AFP/Hebron
Israeli troops yesterday destroyed three water wells belonging to Palestinian villagers living near a sprawling Jewish settlement outside Hebron, witnesses said.

Palestinians are restrained by Israeli soldiers as bulldozers demolished a man-made reservoir on a Palestinian farm near the West Bank city of Hebron. According to Israeliofficials, the reservoir was destroyed as part of an operation aimed at deterring the appropriation of water from nearby communities
Two of the wells were located in Wadi al-Ghrous, just east of Kiryat Arba settlement, and were used for agriculture by a family of 10, they said.

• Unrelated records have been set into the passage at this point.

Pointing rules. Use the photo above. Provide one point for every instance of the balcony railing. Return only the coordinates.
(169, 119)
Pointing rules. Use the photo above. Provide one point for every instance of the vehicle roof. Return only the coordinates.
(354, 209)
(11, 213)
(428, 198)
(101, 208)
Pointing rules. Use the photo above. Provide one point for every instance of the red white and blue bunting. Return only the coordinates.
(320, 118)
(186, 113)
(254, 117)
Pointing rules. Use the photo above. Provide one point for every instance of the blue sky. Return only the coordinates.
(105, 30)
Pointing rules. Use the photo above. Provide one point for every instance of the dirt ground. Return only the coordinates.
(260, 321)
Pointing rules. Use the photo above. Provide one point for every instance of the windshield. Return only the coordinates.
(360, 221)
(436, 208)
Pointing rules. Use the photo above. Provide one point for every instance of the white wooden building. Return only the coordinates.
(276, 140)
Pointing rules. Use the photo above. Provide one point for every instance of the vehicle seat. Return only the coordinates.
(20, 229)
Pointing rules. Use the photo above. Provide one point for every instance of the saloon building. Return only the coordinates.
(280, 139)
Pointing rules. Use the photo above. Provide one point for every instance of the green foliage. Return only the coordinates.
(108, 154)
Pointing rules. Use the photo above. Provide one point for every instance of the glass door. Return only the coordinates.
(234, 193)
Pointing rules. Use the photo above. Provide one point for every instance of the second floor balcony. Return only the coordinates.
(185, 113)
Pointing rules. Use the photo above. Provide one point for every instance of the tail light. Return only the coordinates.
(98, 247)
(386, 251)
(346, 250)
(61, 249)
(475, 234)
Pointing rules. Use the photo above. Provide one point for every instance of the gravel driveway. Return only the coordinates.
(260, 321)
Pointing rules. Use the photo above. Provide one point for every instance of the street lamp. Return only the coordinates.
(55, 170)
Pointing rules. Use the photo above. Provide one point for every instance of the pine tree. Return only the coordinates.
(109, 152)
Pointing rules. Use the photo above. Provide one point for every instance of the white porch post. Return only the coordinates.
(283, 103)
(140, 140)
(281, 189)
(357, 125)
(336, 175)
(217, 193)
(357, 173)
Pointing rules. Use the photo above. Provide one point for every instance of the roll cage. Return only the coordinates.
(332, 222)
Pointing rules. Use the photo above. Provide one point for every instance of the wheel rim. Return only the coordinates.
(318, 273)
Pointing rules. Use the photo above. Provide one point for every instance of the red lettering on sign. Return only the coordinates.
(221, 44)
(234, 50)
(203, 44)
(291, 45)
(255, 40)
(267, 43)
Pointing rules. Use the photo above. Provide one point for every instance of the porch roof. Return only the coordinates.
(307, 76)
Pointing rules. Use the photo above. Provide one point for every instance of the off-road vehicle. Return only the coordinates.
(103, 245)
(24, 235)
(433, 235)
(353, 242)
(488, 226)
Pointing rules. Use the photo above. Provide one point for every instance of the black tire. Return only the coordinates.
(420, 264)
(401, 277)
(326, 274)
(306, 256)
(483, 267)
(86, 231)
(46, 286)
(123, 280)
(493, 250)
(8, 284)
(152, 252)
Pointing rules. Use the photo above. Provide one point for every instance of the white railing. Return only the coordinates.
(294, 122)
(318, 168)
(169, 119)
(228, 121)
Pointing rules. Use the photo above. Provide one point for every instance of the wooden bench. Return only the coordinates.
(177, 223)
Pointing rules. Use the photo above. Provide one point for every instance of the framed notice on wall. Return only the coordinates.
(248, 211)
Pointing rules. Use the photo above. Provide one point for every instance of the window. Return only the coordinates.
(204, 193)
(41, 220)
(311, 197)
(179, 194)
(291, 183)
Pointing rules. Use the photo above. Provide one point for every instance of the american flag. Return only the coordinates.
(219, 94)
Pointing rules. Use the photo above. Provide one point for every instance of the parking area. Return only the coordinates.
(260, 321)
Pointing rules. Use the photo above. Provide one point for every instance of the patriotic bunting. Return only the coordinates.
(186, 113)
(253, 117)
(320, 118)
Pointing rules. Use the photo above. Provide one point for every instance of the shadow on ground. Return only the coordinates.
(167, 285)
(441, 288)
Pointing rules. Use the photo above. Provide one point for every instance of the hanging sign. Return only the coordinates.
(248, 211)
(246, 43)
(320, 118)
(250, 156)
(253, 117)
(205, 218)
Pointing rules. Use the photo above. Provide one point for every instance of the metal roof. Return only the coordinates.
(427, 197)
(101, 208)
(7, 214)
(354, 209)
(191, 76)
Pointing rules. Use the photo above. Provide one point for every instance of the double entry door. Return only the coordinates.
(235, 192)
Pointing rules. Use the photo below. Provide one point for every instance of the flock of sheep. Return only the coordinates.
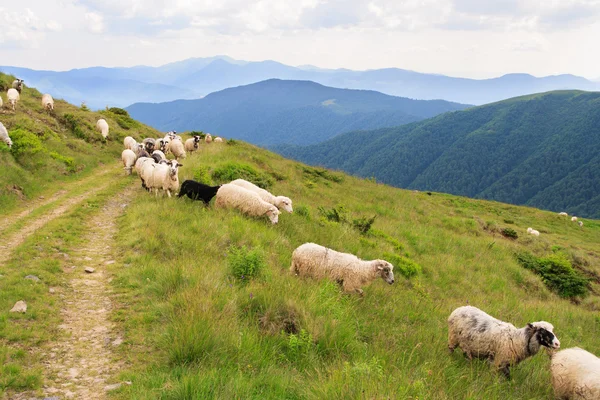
(575, 372)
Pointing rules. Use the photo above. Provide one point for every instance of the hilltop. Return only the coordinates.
(540, 150)
(276, 111)
(190, 302)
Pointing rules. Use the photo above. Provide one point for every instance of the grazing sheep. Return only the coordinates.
(351, 272)
(18, 85)
(128, 157)
(177, 149)
(198, 191)
(192, 143)
(102, 126)
(13, 97)
(483, 336)
(280, 202)
(4, 135)
(233, 196)
(575, 375)
(47, 102)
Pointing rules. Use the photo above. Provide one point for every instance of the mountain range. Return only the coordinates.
(297, 112)
(540, 150)
(197, 77)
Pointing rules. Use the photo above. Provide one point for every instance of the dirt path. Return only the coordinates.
(81, 364)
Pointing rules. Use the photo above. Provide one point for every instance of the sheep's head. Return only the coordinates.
(385, 270)
(273, 214)
(285, 203)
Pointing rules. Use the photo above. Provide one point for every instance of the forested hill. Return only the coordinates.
(298, 112)
(540, 150)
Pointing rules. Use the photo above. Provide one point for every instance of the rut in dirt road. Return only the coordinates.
(81, 364)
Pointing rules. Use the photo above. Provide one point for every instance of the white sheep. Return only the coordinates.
(4, 135)
(575, 375)
(482, 336)
(13, 97)
(176, 147)
(102, 126)
(233, 196)
(47, 102)
(128, 157)
(280, 202)
(351, 272)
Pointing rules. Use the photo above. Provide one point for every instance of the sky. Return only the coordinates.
(467, 38)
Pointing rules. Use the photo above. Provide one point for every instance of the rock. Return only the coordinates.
(20, 306)
(33, 278)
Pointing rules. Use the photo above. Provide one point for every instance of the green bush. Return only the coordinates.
(557, 273)
(245, 263)
(231, 171)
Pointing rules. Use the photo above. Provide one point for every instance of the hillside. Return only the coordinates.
(540, 150)
(275, 111)
(196, 77)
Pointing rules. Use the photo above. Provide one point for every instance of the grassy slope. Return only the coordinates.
(193, 331)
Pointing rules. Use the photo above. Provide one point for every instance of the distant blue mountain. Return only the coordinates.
(197, 77)
(296, 112)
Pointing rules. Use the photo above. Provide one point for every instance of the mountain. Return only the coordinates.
(197, 77)
(541, 150)
(275, 111)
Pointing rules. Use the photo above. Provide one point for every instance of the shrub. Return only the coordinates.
(244, 263)
(557, 273)
(231, 171)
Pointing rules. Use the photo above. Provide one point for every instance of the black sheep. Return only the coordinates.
(198, 191)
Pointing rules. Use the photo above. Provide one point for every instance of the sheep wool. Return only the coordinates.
(575, 375)
(233, 196)
(280, 202)
(482, 336)
(351, 272)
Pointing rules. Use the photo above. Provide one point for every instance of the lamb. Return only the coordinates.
(47, 102)
(177, 149)
(483, 336)
(349, 271)
(233, 196)
(13, 97)
(102, 126)
(4, 136)
(198, 191)
(280, 202)
(575, 375)
(128, 157)
(192, 143)
(18, 85)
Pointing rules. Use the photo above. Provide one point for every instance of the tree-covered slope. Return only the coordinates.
(298, 112)
(541, 150)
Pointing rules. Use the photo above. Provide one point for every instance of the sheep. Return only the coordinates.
(233, 196)
(349, 271)
(128, 157)
(102, 126)
(198, 191)
(177, 149)
(575, 375)
(13, 97)
(280, 202)
(18, 85)
(47, 102)
(483, 336)
(192, 143)
(4, 136)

The third well was used by 20 people and sited in the nearby village of Al-Beqa. All three were built without the requisite permits from Israel, they said.

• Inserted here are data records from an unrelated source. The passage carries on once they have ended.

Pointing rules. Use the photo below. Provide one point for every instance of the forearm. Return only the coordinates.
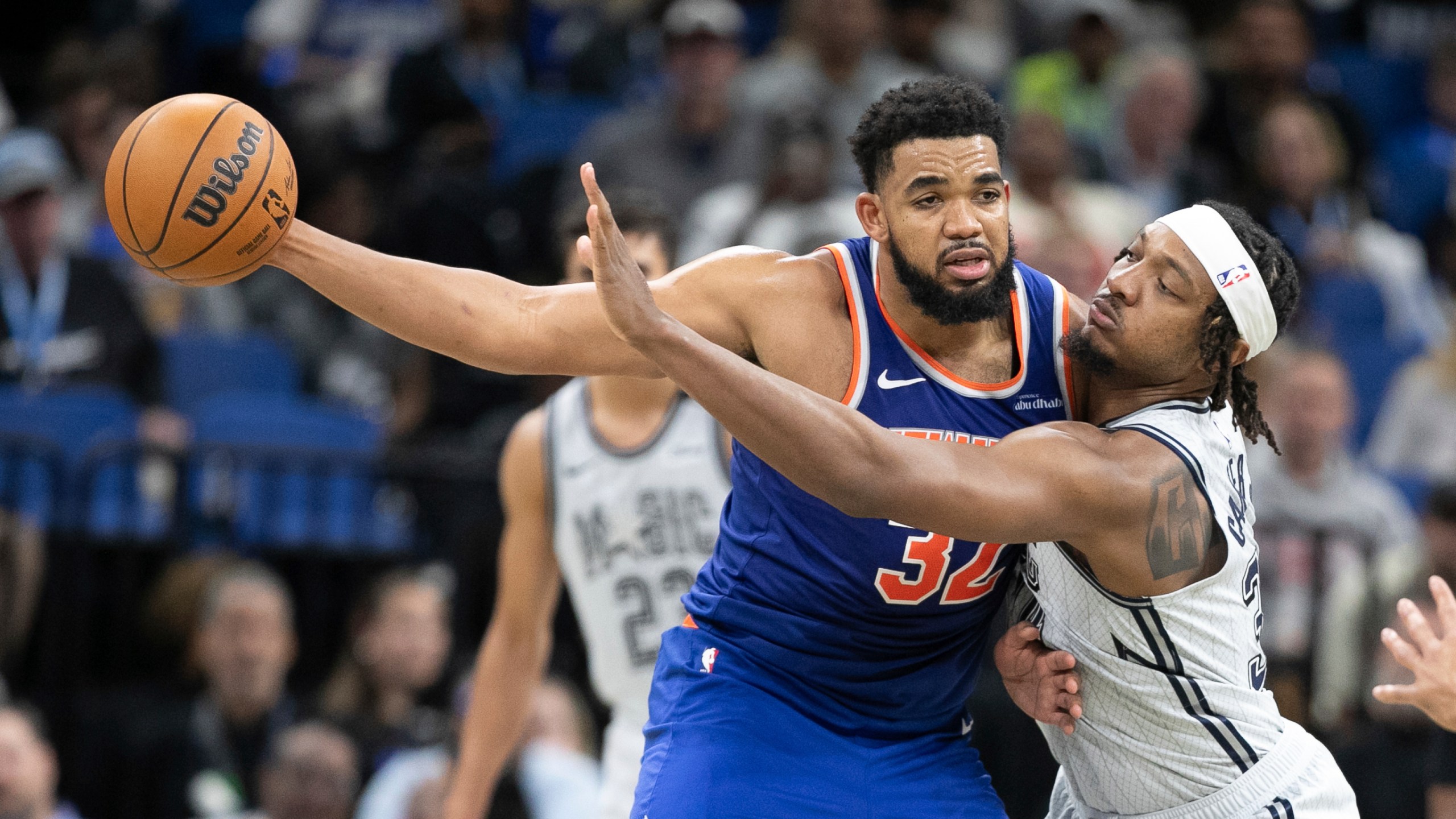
(479, 318)
(506, 677)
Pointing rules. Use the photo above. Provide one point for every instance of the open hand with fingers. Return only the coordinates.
(621, 284)
(1432, 656)
(1041, 682)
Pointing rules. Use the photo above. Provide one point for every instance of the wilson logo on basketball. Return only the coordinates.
(212, 197)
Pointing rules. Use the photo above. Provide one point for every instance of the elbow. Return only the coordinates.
(859, 494)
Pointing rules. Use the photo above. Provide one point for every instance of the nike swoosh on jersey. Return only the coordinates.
(886, 382)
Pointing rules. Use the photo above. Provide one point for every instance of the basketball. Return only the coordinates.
(200, 188)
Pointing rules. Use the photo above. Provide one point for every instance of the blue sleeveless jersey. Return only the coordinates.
(870, 627)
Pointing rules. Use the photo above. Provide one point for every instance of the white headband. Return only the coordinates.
(1232, 271)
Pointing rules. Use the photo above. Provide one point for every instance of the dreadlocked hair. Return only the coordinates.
(1231, 384)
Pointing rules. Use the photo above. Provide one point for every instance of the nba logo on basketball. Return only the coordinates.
(1234, 276)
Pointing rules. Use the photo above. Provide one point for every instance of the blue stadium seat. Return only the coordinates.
(198, 365)
(61, 426)
(286, 473)
(1387, 92)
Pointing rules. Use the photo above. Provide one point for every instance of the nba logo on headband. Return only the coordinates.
(1234, 276)
(1232, 270)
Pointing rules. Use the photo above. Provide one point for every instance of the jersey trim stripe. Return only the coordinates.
(859, 362)
(1196, 704)
(1197, 407)
(1194, 468)
(1250, 757)
(1062, 307)
(630, 451)
(548, 460)
(1280, 809)
(945, 378)
(1113, 597)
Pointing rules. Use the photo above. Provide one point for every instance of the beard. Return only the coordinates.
(950, 307)
(1079, 349)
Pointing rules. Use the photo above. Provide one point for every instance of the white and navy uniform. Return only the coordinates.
(631, 530)
(1177, 722)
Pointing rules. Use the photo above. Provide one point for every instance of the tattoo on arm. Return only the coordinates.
(1177, 528)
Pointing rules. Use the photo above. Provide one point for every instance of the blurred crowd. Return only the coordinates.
(450, 130)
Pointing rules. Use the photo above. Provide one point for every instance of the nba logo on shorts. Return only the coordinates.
(1234, 276)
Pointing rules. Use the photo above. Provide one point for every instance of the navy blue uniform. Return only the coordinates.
(828, 657)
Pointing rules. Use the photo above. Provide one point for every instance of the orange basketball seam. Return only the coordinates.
(193, 282)
(167, 221)
(263, 180)
(126, 168)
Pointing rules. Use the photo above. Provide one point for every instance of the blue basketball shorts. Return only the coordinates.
(723, 748)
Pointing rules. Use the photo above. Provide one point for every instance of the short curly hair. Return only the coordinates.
(937, 108)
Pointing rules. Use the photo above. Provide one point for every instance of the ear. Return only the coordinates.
(872, 216)
(1239, 353)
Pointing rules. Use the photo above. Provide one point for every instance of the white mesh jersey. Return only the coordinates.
(1174, 701)
(632, 528)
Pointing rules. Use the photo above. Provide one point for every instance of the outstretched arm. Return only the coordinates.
(1043, 682)
(1043, 483)
(1430, 656)
(503, 325)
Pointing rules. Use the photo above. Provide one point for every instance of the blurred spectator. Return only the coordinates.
(1337, 543)
(6, 113)
(1418, 165)
(1072, 84)
(456, 88)
(66, 318)
(1439, 530)
(560, 773)
(245, 646)
(312, 771)
(414, 783)
(1156, 100)
(1065, 226)
(1382, 760)
(830, 60)
(1272, 55)
(696, 136)
(28, 768)
(976, 42)
(1416, 431)
(1306, 174)
(912, 28)
(22, 568)
(399, 640)
(792, 209)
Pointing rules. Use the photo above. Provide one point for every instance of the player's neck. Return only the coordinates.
(1108, 400)
(979, 351)
(628, 411)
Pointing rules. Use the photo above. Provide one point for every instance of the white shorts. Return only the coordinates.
(621, 763)
(1296, 780)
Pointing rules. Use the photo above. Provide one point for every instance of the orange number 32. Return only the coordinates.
(932, 556)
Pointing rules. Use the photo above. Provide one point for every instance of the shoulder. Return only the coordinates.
(1113, 464)
(524, 448)
(746, 273)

There was no immediate response from the Israeli military department which handles such issues in the occupied West Bank.
Meanwhile in the northern West Bank, Israeli troops razed some 20 Bedouin structures located in Beit Furik, southeast of the city of Nablus.

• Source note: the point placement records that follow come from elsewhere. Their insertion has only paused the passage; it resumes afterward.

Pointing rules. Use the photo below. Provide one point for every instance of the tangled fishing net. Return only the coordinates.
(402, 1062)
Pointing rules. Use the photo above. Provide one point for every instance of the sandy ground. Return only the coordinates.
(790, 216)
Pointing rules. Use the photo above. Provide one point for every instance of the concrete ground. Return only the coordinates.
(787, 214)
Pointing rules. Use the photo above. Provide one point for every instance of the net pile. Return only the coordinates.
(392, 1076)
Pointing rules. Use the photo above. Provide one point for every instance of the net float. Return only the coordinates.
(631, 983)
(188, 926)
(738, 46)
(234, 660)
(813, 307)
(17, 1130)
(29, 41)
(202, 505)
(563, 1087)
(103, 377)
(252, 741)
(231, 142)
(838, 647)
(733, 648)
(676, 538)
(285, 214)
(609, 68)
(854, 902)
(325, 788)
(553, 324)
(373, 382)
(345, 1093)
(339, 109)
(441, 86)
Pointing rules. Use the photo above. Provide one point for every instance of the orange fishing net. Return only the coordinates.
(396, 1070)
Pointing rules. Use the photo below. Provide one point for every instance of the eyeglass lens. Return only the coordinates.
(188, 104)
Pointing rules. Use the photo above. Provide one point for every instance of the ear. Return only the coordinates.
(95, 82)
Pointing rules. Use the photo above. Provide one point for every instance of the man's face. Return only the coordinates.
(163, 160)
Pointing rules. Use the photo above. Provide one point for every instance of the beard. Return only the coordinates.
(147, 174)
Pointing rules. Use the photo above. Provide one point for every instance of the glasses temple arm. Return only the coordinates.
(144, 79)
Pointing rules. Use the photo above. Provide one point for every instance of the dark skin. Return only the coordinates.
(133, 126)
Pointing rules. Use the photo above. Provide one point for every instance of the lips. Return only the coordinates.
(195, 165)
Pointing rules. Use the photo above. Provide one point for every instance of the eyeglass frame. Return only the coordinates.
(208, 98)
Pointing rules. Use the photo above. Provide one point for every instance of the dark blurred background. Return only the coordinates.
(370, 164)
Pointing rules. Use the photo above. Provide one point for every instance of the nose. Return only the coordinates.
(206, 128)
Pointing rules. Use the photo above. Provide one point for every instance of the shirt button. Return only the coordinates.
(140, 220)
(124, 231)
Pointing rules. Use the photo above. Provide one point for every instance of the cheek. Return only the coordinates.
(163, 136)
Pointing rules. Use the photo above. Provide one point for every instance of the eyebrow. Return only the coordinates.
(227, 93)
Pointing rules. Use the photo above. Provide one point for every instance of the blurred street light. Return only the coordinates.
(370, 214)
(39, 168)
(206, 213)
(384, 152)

Permits for Palestinians to build in the West Bank are extremely rare and the Israeli authorities routinely issues demolition orders for houses and infrastructure built without their approval.
Last month, the UN humanitarian agency OCHA condemned Israel’s routine demolition of cisterns and wells. “It is difficult to understand the reasoning behind the destruction of basic rain water collection systems, some of them very old, which serve marginalised rural and herder Palestinian communities where water is already scarce and where drought is an ever-present threat,” said Maxwell Gaylard, who heads OCHA in the Palestinian territories.
“Such deliberate demolitions in occupied territory are also in contravention of Israel’s obligations under international law,” he said in a statement.